La possibilité prévue par l'article 2 d'association aux institutions élues d'établissements publics non créés par elles est une dérogation qui ne saurait en revanche être admise ; elle porte atteinte au principe de la libre administration des collectivités territoriales et, aux lieu et place de créer, comme le voulaient les promoteurs du texte, une collectivité plus libre, met en place une collectivité moins autonome que les collectivités territoriales de droit commun.
L'édiction d'un statut électoral particulier pose un problème d'une autre nature dans la mesure où le droit de vote est un élément constitutif de la citoyenneté française et qu'édicter des dispositions particulières pour la reconnaissance de la qualité d'électeur, pour les conditions de présentation de candidatures, pour le régime des incompatibilités, pour le contrôle des opérations électorales, tend à constituer en France deux catégories de citoyens, et par là-même une inégalité dans l'exercice des droits civiques.
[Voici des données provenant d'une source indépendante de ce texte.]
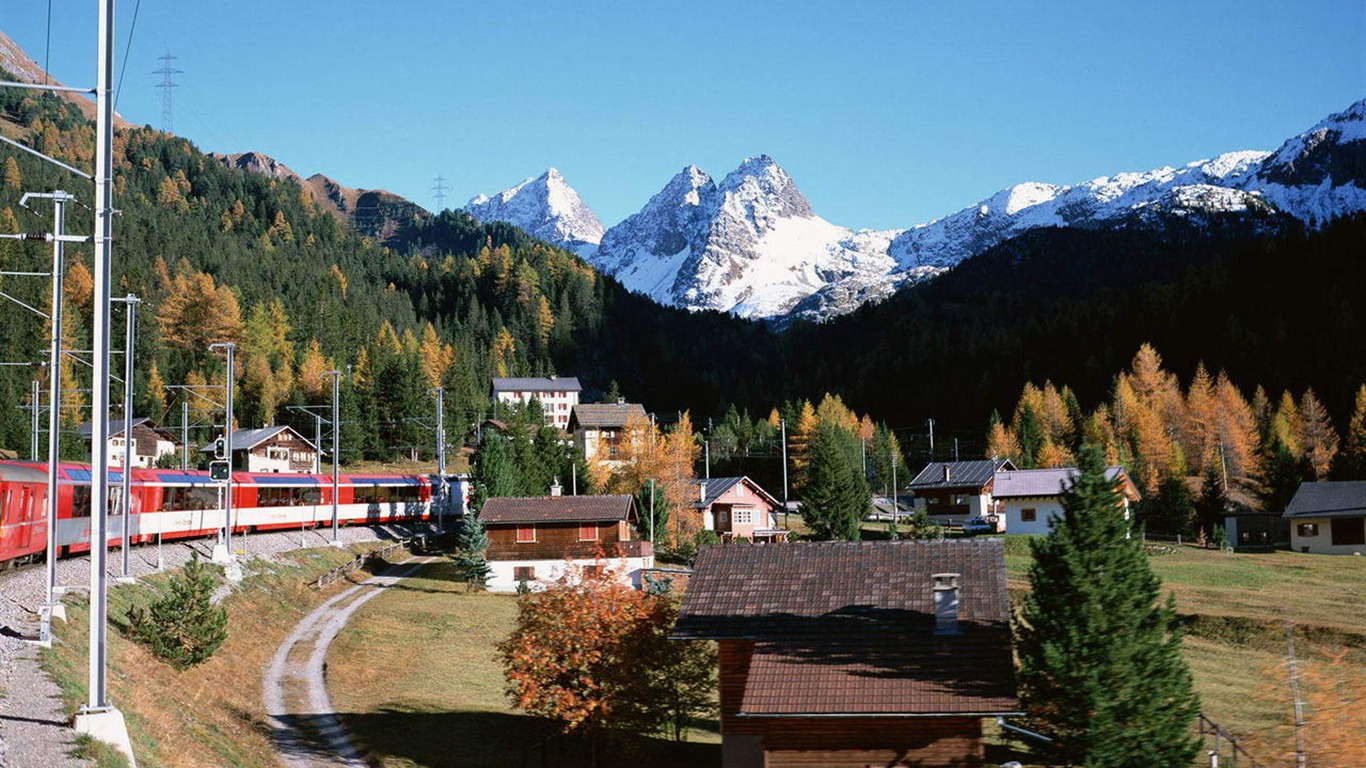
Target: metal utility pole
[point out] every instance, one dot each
(336, 450)
(165, 85)
(782, 425)
(34, 399)
(1299, 705)
(185, 435)
(440, 455)
(227, 444)
(130, 302)
(896, 507)
(99, 697)
(439, 189)
(59, 219)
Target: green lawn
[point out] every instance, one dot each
(417, 678)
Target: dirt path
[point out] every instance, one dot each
(308, 733)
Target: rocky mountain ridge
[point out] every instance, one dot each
(751, 245)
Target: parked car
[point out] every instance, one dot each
(980, 525)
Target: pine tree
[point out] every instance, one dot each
(1212, 502)
(183, 626)
(1101, 664)
(836, 496)
(471, 541)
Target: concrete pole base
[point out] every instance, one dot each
(221, 555)
(107, 726)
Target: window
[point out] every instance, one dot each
(1348, 530)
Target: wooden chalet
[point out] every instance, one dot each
(847, 655)
(271, 450)
(735, 507)
(956, 491)
(1328, 518)
(534, 539)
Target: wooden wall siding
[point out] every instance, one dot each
(857, 742)
(553, 541)
(734, 660)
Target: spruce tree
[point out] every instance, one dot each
(836, 495)
(1101, 664)
(471, 541)
(183, 626)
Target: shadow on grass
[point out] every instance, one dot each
(497, 739)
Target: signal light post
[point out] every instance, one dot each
(226, 554)
(336, 450)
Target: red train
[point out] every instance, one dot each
(182, 504)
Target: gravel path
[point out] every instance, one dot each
(34, 727)
(306, 730)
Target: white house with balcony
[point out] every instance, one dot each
(556, 394)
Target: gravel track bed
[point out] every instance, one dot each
(34, 727)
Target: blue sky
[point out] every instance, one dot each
(887, 114)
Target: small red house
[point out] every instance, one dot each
(537, 539)
(847, 655)
(736, 507)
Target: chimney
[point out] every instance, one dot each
(944, 591)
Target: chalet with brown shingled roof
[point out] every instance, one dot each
(846, 655)
(540, 539)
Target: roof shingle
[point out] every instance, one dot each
(556, 509)
(959, 474)
(848, 627)
(1336, 499)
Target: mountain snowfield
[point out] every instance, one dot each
(547, 207)
(751, 245)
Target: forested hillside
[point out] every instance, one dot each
(223, 254)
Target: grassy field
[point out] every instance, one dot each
(417, 677)
(209, 715)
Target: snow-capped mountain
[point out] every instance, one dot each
(750, 245)
(547, 207)
(753, 246)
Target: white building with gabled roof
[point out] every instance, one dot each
(556, 394)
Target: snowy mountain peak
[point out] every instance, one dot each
(547, 207)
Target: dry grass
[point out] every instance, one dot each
(209, 715)
(415, 673)
(1236, 608)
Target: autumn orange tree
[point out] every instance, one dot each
(593, 655)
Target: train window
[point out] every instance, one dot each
(81, 502)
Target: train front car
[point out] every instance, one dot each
(23, 522)
(385, 498)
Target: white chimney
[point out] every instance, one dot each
(944, 591)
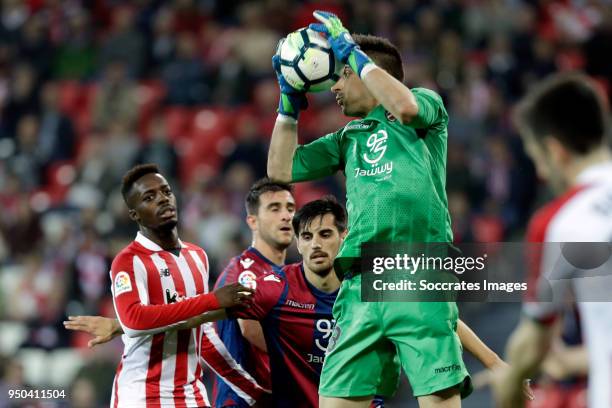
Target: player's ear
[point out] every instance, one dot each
(558, 152)
(133, 215)
(343, 234)
(251, 222)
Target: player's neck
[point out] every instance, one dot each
(275, 255)
(167, 240)
(328, 283)
(581, 163)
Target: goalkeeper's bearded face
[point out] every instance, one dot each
(352, 94)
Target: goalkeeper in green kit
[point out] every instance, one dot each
(394, 159)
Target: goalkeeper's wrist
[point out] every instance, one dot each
(360, 63)
(286, 119)
(288, 108)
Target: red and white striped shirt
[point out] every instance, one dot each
(161, 366)
(574, 261)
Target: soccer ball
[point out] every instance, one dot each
(307, 61)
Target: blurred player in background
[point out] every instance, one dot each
(564, 125)
(394, 159)
(158, 282)
(270, 208)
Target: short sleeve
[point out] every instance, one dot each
(431, 109)
(317, 159)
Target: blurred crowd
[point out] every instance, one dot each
(90, 88)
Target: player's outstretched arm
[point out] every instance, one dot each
(282, 149)
(284, 134)
(388, 91)
(103, 329)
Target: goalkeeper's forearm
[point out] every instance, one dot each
(282, 149)
(393, 95)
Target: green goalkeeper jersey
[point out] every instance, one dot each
(395, 174)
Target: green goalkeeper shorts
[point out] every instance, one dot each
(371, 340)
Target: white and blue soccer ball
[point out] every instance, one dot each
(307, 61)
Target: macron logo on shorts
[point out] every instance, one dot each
(122, 283)
(447, 369)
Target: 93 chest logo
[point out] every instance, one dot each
(376, 148)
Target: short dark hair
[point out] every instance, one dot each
(133, 174)
(318, 208)
(383, 52)
(261, 186)
(567, 107)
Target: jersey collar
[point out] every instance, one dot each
(262, 257)
(595, 173)
(317, 292)
(150, 245)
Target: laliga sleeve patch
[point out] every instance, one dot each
(122, 283)
(248, 279)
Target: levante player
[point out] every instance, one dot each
(270, 207)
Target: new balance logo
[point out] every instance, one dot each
(171, 297)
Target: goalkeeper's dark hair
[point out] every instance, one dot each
(132, 176)
(261, 186)
(567, 107)
(383, 53)
(318, 208)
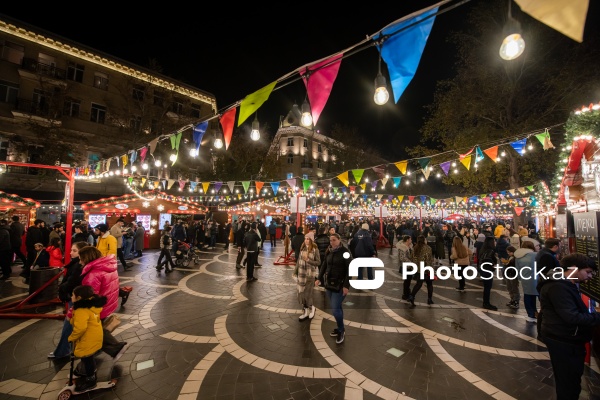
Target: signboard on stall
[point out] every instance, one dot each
(145, 220)
(586, 242)
(95, 219)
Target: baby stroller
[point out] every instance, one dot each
(184, 254)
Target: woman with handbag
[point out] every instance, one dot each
(307, 267)
(334, 275)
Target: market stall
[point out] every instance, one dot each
(151, 209)
(24, 208)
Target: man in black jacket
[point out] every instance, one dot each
(566, 323)
(34, 235)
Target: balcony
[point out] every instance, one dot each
(50, 71)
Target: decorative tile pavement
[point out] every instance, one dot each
(202, 332)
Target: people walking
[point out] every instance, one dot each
(422, 254)
(461, 256)
(334, 275)
(307, 269)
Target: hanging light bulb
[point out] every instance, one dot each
(255, 133)
(306, 118)
(381, 95)
(513, 44)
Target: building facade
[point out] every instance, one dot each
(64, 103)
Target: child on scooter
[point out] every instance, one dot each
(87, 332)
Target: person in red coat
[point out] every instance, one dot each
(55, 253)
(101, 274)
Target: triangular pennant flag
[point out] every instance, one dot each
(357, 173)
(519, 146)
(258, 185)
(318, 79)
(478, 154)
(492, 153)
(344, 178)
(253, 101)
(231, 185)
(246, 185)
(401, 35)
(275, 187)
(423, 162)
(466, 161)
(152, 145)
(306, 184)
(401, 165)
(426, 172)
(143, 152)
(199, 131)
(227, 121)
(461, 156)
(445, 166)
(519, 210)
(566, 17)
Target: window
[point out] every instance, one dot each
(98, 113)
(135, 124)
(158, 98)
(8, 92)
(13, 52)
(138, 92)
(3, 150)
(177, 106)
(75, 71)
(100, 81)
(71, 107)
(195, 110)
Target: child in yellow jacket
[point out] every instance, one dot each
(87, 332)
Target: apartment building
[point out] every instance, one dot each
(62, 102)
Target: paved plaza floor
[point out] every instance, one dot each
(203, 332)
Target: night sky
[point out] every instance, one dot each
(235, 52)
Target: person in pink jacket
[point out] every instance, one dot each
(101, 274)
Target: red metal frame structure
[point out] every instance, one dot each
(11, 310)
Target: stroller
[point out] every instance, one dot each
(184, 254)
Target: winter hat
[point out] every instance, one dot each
(102, 228)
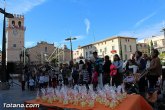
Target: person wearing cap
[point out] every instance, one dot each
(155, 69)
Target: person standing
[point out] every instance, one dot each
(155, 69)
(118, 78)
(22, 80)
(106, 70)
(31, 84)
(85, 75)
(140, 62)
(98, 63)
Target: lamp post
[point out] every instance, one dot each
(4, 78)
(70, 39)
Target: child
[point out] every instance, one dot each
(31, 84)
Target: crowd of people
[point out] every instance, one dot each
(97, 71)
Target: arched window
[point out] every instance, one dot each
(19, 23)
(13, 23)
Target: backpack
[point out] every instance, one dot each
(113, 70)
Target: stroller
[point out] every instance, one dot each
(131, 81)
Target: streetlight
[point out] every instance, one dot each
(4, 78)
(70, 39)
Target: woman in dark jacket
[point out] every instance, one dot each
(106, 70)
(155, 69)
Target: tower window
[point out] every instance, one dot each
(19, 23)
(13, 23)
(14, 45)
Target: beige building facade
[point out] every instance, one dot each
(123, 46)
(15, 33)
(45, 52)
(143, 47)
(158, 42)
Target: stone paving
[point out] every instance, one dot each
(15, 96)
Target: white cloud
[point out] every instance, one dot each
(20, 6)
(29, 44)
(145, 32)
(144, 19)
(87, 24)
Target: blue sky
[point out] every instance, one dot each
(88, 20)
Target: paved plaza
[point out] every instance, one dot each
(15, 96)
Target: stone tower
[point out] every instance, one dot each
(15, 33)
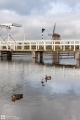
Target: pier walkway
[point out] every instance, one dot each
(39, 45)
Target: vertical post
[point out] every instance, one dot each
(14, 45)
(36, 45)
(0, 45)
(64, 46)
(54, 45)
(74, 45)
(70, 45)
(30, 46)
(23, 46)
(42, 34)
(24, 32)
(44, 46)
(79, 44)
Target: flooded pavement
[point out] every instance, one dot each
(58, 99)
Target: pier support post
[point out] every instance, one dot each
(0, 54)
(34, 54)
(9, 55)
(41, 57)
(56, 58)
(77, 59)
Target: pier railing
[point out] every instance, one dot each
(45, 45)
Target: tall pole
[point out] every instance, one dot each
(24, 32)
(42, 33)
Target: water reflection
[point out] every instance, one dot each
(59, 99)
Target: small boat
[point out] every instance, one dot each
(16, 97)
(47, 78)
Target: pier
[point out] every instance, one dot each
(59, 48)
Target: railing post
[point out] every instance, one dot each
(36, 45)
(74, 45)
(64, 46)
(44, 46)
(70, 45)
(23, 45)
(14, 45)
(0, 45)
(79, 44)
(30, 46)
(54, 45)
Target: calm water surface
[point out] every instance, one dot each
(59, 99)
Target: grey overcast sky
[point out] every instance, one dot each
(37, 14)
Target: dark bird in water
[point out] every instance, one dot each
(47, 78)
(16, 97)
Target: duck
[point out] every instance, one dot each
(47, 78)
(16, 97)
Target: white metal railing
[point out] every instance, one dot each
(37, 43)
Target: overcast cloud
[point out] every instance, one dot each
(35, 14)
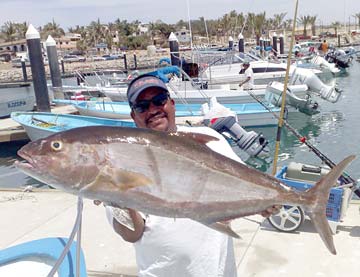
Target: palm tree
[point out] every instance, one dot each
(278, 20)
(304, 20)
(9, 30)
(312, 22)
(96, 32)
(287, 24)
(259, 25)
(53, 29)
(357, 16)
(21, 29)
(335, 25)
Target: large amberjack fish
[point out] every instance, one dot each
(167, 175)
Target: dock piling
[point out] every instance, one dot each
(37, 69)
(174, 50)
(23, 67)
(241, 43)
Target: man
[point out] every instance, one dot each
(167, 246)
(324, 47)
(248, 83)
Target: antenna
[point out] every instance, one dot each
(188, 8)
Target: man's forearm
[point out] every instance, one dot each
(127, 234)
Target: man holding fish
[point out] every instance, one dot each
(166, 246)
(170, 174)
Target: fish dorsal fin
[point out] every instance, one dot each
(200, 138)
(119, 179)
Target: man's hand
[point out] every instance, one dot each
(97, 202)
(271, 210)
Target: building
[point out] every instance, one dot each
(143, 29)
(67, 42)
(14, 46)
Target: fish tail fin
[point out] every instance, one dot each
(320, 193)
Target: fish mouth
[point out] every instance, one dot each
(156, 118)
(27, 165)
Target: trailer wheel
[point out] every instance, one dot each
(288, 219)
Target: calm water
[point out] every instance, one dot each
(335, 131)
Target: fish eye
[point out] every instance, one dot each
(56, 145)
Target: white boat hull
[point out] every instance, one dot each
(18, 101)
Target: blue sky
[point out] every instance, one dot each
(69, 13)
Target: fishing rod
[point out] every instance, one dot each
(283, 97)
(346, 178)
Il en est de même s'agissant des dispositions de l'article 48 de la loi qui limite les effets de l'amnistie aux seules infractions en relation avec la détermination du statut de la Corse alors que ces infractions, ni dans leur nature, ni dans leur motivation, ni dans leur date, ne diffèrent des infractions commises dans d'autres parties du territoire national. Il porte atteinte, d'autre part, au principe constant de notre droit selon lequel il n'y a d'amnistie que générale.